Here's the price where CannTrust becomes attractive
Now that you have a good idea of why I believe CannTrust is attractive over the long run, but also why I believe investors might want to pause in the interim, I can address the question at hand: At what price is CannTrust Holdings worth buying? Given all the above factors, I find the company to be attractively priced somewhere in the low $6 range.
Within the pot industry, small caps have far less premium attached than the three or four brand-name pot stocks that investors can't seem to get enough of, so that's a positive for CannTrust. I'd also expect the company's existing 50,000 kilos of annual run rate to be produced at below industry average costs as a result of its hydroponic growing method and perpetual harvest system.
Conversely, I suspect the second 50,000-plus kilos in annual run rate that'll come online in about a year's time (perhaps sooner) is going to be at an above-average per-gram production cost. Additional technology investments in the phase 3 expansion at Niagara and the need to likely overpay for added capacity will weigh on the company's margins.
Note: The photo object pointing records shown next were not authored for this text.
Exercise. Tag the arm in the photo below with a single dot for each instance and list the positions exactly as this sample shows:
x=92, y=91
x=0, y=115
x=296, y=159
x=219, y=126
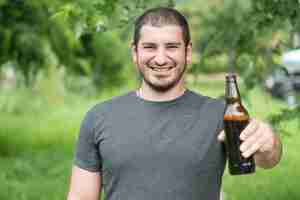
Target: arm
x=260, y=140
x=84, y=185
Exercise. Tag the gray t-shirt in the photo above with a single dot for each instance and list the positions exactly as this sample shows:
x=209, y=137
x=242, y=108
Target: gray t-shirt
x=155, y=150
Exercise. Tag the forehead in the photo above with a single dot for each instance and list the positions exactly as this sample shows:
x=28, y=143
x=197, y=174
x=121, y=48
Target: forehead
x=165, y=33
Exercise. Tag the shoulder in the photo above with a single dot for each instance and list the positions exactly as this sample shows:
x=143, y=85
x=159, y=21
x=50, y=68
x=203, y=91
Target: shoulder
x=104, y=108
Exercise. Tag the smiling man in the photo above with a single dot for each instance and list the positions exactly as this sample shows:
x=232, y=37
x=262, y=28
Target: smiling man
x=161, y=141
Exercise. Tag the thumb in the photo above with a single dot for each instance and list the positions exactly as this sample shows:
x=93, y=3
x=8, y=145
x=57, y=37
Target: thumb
x=221, y=136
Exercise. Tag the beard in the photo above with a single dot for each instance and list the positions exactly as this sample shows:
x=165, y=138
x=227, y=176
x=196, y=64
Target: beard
x=162, y=86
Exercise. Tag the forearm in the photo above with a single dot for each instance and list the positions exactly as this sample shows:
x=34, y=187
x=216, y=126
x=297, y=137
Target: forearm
x=271, y=158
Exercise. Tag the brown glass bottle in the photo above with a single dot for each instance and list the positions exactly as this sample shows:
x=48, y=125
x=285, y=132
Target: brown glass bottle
x=236, y=118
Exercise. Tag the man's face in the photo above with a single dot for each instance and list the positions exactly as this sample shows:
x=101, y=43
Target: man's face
x=161, y=56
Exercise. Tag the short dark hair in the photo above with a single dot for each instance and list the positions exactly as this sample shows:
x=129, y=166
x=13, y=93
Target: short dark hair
x=161, y=16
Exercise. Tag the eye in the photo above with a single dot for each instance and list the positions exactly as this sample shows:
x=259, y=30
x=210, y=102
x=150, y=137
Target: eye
x=172, y=47
x=148, y=47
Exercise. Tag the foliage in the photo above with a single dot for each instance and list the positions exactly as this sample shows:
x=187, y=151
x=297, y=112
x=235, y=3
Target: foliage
x=250, y=33
x=44, y=34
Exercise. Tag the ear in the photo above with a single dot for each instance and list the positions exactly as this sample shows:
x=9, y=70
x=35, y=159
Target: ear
x=134, y=53
x=189, y=53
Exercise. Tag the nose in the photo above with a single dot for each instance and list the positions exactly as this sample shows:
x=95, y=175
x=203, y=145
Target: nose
x=161, y=58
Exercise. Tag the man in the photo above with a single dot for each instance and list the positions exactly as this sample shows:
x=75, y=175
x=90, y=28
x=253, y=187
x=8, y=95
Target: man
x=160, y=142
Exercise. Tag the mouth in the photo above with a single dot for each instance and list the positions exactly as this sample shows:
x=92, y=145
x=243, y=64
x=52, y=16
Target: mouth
x=161, y=69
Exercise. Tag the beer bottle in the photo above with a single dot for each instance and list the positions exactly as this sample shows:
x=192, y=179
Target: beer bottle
x=236, y=118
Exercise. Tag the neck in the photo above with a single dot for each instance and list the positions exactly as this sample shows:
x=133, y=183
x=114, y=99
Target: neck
x=148, y=93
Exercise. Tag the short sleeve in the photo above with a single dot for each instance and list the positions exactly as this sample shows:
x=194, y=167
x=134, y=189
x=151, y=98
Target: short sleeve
x=87, y=154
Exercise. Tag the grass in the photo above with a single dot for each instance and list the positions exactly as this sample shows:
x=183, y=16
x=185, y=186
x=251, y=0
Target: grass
x=36, y=150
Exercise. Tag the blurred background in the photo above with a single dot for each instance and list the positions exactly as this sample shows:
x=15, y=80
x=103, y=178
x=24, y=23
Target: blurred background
x=60, y=57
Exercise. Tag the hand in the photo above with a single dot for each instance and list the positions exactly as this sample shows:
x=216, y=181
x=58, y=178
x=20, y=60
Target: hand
x=257, y=138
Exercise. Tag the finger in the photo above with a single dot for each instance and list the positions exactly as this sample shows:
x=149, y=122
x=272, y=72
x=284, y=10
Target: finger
x=254, y=147
x=221, y=136
x=268, y=144
x=246, y=144
x=250, y=129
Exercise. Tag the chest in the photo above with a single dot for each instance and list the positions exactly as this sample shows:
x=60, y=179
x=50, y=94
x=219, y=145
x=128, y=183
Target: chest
x=164, y=141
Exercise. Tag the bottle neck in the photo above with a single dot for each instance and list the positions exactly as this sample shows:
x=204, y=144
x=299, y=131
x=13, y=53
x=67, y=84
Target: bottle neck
x=232, y=91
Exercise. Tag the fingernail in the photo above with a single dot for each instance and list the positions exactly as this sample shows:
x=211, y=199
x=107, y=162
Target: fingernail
x=242, y=148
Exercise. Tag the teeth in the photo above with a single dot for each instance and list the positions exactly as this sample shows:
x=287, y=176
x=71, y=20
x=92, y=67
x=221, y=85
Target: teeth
x=161, y=69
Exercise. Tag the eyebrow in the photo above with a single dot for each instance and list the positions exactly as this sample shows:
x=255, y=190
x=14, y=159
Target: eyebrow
x=168, y=43
x=174, y=43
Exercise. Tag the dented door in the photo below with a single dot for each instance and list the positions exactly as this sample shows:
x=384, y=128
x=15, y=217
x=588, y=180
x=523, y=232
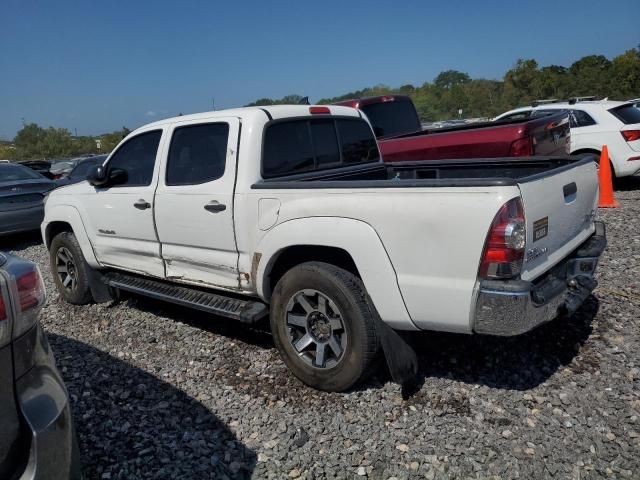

At a price in the low $6s, we'd see a company trading at roughly nine to 10 times next year's sales estimates and roughly 100 times earnings. Normally that would be a very rich valuation, but CannTrust's slower ramp-up than its peers means it'll be able to maintain a triple-digit annual increase in sales for a longer period of time. This would, hypothetically speaking, give CannTrust a PEG ratio of around, or perhaps just above, 1 -- and a PEG ratio of 1 is usually an indication of an "undervalued" stock.
Make no mistake about it, I like CannTrust a lot more than the popular mid- and large-cap pot stocks. But I believe the stock really begins to offer intriguing value to investors in the low $6s.